Where is Popanyinning?

A farm in the wheat growing district of Popanyinning WA was home to Enrico Riga for two years from March 1944 to March 1946.

Enrico Riga working on a farm in WA (photo courtesy of Maria Riga)

From Lamon Belluno, Enrico was captured on 5th April 1941 in Addis Abeda, Abyssinia before being sent to prisoner of war camps in India.

Enrico arrived in Fremantle Western Australia on the Ruys.  This was the only ship to disembark Italian prisoners of war on the west coast of Australia. The ship boarded 2028 Italian prisoners of war in Bombay destined for Fremantle and Melbourne. 

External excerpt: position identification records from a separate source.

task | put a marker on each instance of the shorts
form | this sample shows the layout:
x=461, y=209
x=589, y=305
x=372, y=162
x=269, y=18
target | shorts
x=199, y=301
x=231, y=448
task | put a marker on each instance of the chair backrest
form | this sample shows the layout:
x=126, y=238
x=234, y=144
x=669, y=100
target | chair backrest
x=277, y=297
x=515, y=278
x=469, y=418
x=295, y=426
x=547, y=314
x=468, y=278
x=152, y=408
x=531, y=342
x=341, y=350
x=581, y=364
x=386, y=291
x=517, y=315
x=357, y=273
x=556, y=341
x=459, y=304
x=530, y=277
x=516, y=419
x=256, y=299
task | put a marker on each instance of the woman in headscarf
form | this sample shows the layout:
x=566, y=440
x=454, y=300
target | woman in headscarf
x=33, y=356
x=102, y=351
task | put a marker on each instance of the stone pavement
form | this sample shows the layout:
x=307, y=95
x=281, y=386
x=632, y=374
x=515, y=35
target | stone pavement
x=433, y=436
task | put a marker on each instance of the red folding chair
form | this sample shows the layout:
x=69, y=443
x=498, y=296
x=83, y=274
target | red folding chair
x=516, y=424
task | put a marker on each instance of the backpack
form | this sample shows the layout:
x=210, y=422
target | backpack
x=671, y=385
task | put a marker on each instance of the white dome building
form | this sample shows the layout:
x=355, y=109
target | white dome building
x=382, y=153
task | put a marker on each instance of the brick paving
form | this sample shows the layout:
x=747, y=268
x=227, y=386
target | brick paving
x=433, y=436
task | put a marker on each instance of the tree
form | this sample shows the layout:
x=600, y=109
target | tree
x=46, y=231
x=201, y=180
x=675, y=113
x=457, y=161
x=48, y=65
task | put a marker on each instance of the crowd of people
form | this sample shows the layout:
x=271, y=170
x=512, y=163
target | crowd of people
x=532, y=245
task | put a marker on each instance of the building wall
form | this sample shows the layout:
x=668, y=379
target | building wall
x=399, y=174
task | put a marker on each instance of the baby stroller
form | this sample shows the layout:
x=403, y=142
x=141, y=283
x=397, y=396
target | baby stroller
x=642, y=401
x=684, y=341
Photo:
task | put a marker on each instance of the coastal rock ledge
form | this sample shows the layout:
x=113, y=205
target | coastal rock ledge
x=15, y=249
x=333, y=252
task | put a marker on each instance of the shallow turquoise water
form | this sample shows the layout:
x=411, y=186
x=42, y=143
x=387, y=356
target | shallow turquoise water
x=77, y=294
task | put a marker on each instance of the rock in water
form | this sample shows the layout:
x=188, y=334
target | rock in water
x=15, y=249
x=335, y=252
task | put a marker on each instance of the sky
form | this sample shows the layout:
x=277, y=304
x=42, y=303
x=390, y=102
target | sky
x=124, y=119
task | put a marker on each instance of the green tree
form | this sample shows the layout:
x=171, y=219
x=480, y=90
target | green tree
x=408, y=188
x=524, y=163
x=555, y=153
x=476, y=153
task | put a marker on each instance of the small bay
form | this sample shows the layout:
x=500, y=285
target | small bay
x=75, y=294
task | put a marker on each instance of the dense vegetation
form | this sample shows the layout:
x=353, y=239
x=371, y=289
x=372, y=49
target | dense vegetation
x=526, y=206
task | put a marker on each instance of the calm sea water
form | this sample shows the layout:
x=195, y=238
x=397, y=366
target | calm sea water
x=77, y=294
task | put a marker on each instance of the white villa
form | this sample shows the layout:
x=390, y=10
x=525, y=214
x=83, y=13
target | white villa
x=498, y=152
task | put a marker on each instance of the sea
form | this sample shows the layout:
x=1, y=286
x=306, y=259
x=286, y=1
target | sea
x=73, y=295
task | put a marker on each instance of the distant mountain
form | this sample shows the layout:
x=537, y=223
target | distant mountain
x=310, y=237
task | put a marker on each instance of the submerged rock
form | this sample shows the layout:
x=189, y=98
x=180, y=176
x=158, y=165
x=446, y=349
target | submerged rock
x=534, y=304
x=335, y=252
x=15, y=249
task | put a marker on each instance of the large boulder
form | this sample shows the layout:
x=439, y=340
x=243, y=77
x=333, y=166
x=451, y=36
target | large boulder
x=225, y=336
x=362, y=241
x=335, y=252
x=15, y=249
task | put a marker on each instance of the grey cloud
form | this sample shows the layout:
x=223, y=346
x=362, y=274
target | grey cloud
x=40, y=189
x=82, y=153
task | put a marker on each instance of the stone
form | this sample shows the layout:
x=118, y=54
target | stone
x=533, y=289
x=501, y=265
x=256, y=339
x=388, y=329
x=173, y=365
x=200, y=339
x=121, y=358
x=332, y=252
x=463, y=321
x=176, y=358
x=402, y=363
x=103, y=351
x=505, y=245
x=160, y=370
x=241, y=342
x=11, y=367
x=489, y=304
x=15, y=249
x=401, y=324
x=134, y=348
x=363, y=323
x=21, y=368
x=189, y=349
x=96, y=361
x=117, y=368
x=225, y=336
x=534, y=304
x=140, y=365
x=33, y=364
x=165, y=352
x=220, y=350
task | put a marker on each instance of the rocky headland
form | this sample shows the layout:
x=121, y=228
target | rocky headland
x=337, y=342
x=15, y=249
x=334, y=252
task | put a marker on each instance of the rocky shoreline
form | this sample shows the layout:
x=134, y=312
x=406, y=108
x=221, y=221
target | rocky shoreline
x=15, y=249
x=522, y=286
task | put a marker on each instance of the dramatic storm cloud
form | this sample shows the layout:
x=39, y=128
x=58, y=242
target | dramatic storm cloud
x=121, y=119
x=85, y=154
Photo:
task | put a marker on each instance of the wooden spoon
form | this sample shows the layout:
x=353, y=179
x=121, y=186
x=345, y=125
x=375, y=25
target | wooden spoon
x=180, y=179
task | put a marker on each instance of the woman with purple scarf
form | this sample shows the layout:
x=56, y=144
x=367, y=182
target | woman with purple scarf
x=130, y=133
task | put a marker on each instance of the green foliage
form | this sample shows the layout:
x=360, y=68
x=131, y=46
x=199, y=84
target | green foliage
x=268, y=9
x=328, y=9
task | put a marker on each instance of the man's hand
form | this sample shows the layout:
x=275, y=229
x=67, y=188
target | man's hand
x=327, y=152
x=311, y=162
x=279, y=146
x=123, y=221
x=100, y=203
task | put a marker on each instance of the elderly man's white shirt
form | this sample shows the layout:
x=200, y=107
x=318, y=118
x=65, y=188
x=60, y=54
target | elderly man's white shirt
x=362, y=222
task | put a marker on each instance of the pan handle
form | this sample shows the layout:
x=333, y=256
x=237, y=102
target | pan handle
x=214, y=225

The town of Popanyinning was originally given the name: “Popaning”; the local Aboriginal Noongar word for waterhole.  It was built alongside the Great Southern Railway line, servicing the wheat and sheep farmers in the district.

The photo of Enrico captures the landscape, the vegetation of this part of Australia as well as the work he did while living with a farming family.

Enrico was repatriated on the Chitral on 30th September 1946.

1946 ‘2500 ITALIAN P.O.W. LEAVE ON MONDAY ‘, The Daily News (Perth, WA : 1882 – 1950), 27 September, p. 10. (HOME EDITION), viewed 13 Aug 2021, http://nla.gov.au/nla.news-article78267376

Popanyinning is referred to as “Hard to Say, Nice to Stay”. 

I hope that this is how Enrico might have remembered his time in the district: it was a funny word to pronounce but it was a good place to live and work.